私は速やかに家に帰り、チョコ作りに苦戦している。
湯せんでチョコレートを溶かすのは難しいよぉ……。
「あぁ……また失敗した……いつものブラウニーあたりにすればよかった……」
なぜならば、私はいつも簡単にできるブラウニーを作って、友チョコとして交換しているが、今年はどうしても手作りチョコを渡したいと思っている人がいるから――。
その人は同じクラスの秋桜寺 聡くん。
彼はバドミントン部に所属しており、先生や同級生の信頼度が高く、イケメンで優しい笑顔の持ち主で誰にでも親切なのだ。
私はそんな彼に勇気を振り絞って告白をしようと思っている。
別に来年でもいいかなとは思っていたけど、また同じクラスになるとは限らないし、秋桜寺くんの記憶に私の存在があるうちに告白しようと思ったのだ。
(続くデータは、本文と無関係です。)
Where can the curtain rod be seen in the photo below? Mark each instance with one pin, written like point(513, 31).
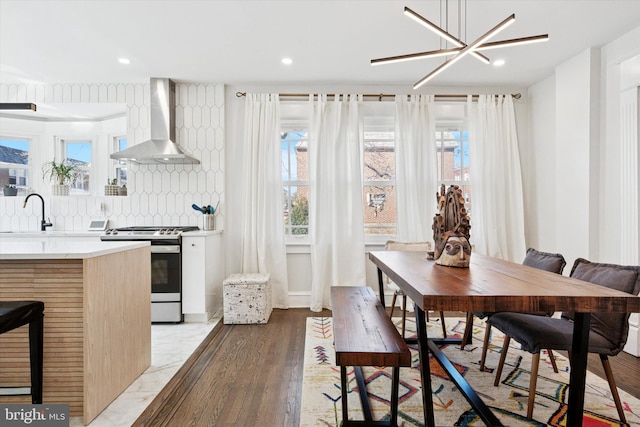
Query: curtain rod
point(379, 95)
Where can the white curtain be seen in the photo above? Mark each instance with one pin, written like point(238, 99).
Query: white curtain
point(263, 239)
point(416, 167)
point(497, 212)
point(336, 204)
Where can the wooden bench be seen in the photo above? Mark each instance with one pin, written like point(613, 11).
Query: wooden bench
point(365, 336)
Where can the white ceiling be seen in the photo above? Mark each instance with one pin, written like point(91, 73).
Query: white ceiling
point(330, 42)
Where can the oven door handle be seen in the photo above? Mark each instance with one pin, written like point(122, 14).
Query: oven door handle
point(165, 249)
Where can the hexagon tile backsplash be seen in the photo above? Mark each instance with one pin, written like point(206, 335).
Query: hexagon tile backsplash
point(157, 195)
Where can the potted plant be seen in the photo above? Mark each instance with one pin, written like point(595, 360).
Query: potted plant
point(111, 189)
point(61, 175)
point(10, 190)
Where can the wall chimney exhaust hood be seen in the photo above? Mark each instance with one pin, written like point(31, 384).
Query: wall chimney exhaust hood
point(161, 148)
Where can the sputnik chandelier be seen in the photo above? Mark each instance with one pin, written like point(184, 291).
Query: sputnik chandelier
point(460, 49)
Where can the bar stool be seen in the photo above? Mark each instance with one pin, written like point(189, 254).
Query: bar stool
point(14, 314)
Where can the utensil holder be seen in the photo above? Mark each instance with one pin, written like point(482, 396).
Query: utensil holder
point(209, 222)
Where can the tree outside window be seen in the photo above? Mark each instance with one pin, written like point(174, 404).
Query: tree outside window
point(14, 162)
point(295, 181)
point(78, 153)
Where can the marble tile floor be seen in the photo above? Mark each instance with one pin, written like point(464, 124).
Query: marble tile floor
point(171, 346)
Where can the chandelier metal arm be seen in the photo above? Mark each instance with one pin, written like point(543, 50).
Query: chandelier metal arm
point(514, 42)
point(413, 56)
point(466, 50)
point(442, 33)
point(454, 50)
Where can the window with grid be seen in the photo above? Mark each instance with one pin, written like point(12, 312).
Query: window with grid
point(295, 179)
point(452, 142)
point(120, 166)
point(379, 176)
point(14, 162)
point(79, 153)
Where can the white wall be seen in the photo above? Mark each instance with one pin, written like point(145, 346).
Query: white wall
point(577, 133)
point(539, 167)
point(580, 167)
point(158, 195)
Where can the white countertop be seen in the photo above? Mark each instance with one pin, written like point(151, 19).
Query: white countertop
point(79, 249)
point(50, 233)
point(200, 233)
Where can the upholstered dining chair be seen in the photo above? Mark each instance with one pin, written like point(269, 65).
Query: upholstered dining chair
point(408, 247)
point(607, 336)
point(547, 261)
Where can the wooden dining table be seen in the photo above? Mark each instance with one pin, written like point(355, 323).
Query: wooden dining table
point(491, 285)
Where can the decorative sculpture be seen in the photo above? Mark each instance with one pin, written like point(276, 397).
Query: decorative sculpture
point(451, 229)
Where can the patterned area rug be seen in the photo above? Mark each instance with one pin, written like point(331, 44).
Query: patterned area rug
point(321, 393)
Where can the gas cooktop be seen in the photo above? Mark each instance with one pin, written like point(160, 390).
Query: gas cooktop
point(146, 232)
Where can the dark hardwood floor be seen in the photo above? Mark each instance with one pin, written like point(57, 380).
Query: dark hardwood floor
point(250, 375)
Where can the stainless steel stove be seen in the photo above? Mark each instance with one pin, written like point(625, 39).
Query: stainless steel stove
point(166, 266)
point(147, 233)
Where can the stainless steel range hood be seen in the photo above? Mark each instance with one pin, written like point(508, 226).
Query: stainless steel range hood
point(161, 148)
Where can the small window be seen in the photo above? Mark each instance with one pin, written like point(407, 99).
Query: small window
point(120, 166)
point(295, 180)
point(78, 153)
point(379, 178)
point(14, 163)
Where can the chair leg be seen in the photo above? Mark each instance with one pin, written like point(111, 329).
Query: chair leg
point(393, 304)
point(503, 356)
point(36, 338)
point(612, 384)
point(404, 314)
point(535, 362)
point(553, 360)
point(485, 345)
point(468, 331)
point(444, 325)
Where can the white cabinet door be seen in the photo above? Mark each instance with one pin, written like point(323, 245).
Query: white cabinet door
point(193, 274)
point(202, 276)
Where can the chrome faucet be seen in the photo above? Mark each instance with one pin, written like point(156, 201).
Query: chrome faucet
point(43, 223)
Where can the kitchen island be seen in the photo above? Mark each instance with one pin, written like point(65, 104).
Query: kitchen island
point(97, 319)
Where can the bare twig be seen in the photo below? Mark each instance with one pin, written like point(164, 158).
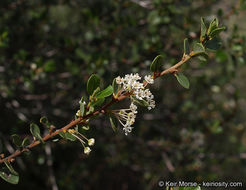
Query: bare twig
point(101, 110)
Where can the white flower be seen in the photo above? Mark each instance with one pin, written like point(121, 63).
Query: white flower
point(119, 80)
point(91, 142)
point(87, 150)
point(131, 83)
point(133, 108)
point(78, 114)
point(149, 79)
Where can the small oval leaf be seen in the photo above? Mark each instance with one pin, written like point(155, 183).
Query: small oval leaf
point(25, 142)
point(93, 83)
point(183, 80)
point(36, 131)
point(105, 93)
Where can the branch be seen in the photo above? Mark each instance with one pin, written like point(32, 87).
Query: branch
point(80, 120)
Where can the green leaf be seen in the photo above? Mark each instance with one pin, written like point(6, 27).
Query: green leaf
point(113, 123)
point(82, 106)
point(11, 169)
point(198, 47)
point(62, 135)
point(16, 140)
point(203, 29)
point(105, 93)
point(1, 146)
point(216, 31)
point(115, 87)
point(25, 142)
point(156, 63)
point(199, 50)
point(10, 178)
point(140, 102)
point(98, 102)
point(183, 80)
point(36, 132)
point(44, 120)
point(70, 137)
point(212, 26)
point(93, 83)
point(186, 47)
point(213, 44)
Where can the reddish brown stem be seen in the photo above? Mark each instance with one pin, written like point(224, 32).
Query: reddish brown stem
point(82, 119)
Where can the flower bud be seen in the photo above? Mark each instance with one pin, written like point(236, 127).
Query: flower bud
point(91, 142)
point(87, 150)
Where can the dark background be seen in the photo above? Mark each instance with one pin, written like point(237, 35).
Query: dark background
point(48, 49)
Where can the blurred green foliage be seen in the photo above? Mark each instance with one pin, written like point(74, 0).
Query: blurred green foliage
point(48, 50)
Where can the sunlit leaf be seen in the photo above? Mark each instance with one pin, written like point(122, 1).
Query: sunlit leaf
point(183, 80)
point(93, 83)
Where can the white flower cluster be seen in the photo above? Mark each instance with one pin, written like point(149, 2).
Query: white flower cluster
point(126, 117)
point(82, 139)
point(130, 83)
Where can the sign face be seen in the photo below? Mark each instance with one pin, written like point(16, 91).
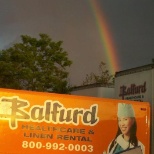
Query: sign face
point(35, 122)
point(133, 92)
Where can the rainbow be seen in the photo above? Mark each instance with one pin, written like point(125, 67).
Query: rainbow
point(106, 38)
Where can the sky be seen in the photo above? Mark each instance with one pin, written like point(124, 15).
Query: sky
point(117, 32)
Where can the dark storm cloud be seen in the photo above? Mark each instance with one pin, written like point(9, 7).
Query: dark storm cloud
point(72, 21)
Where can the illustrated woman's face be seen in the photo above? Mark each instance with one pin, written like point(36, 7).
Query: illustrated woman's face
point(125, 124)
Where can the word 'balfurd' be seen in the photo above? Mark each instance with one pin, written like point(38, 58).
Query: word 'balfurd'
point(15, 109)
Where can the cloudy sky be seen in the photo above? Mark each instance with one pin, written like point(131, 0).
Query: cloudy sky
point(117, 32)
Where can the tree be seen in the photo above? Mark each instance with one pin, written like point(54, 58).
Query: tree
point(35, 64)
point(104, 77)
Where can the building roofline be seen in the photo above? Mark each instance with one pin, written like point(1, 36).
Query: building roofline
point(94, 85)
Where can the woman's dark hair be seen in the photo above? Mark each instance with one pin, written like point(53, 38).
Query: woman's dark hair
point(133, 138)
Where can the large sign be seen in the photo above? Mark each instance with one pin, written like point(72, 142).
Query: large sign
point(133, 92)
point(35, 122)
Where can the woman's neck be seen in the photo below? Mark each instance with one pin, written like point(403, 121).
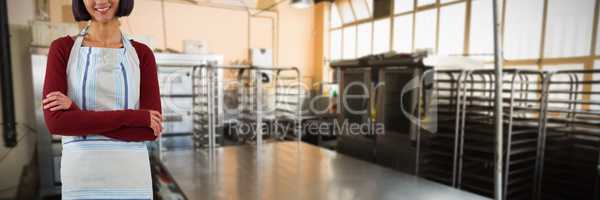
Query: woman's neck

「おっ、だんだんコツが掴めてきた! これは成功するかな」
何回かやっているうちにコツが掴めてきて、ようやく成功。
ハートの型に湯せんしたチョコを流し、簡単にデコレーションをして冷蔵庫に入れて冷ます。
失敗したものはブラウニーを作ってパパにあげよう。
作るべきものを作り、片づけるべきものは片付けた。
最後に秋桜寺くんのチョコに添えるミニカードを書いて私は眠りについた。
*
翌日の朝……。
私は慌ただしく朝ごはんを食べ、昨日作ったチョコを事前に用意しておいた小箱に、その箱とミニカードを可愛らしい淡いピンクの袋に入れた時――。
「これでよし!」
「友梨奈ー! 早く学校に行こう!」
「友梨香、今行く!」
私の双子の姉である友梨香に呼ばれ、私達は朝練のため学校に向かった。
私はもちろん、秋桜寺くんへの告白のシチュエーションを考えながらだけどね。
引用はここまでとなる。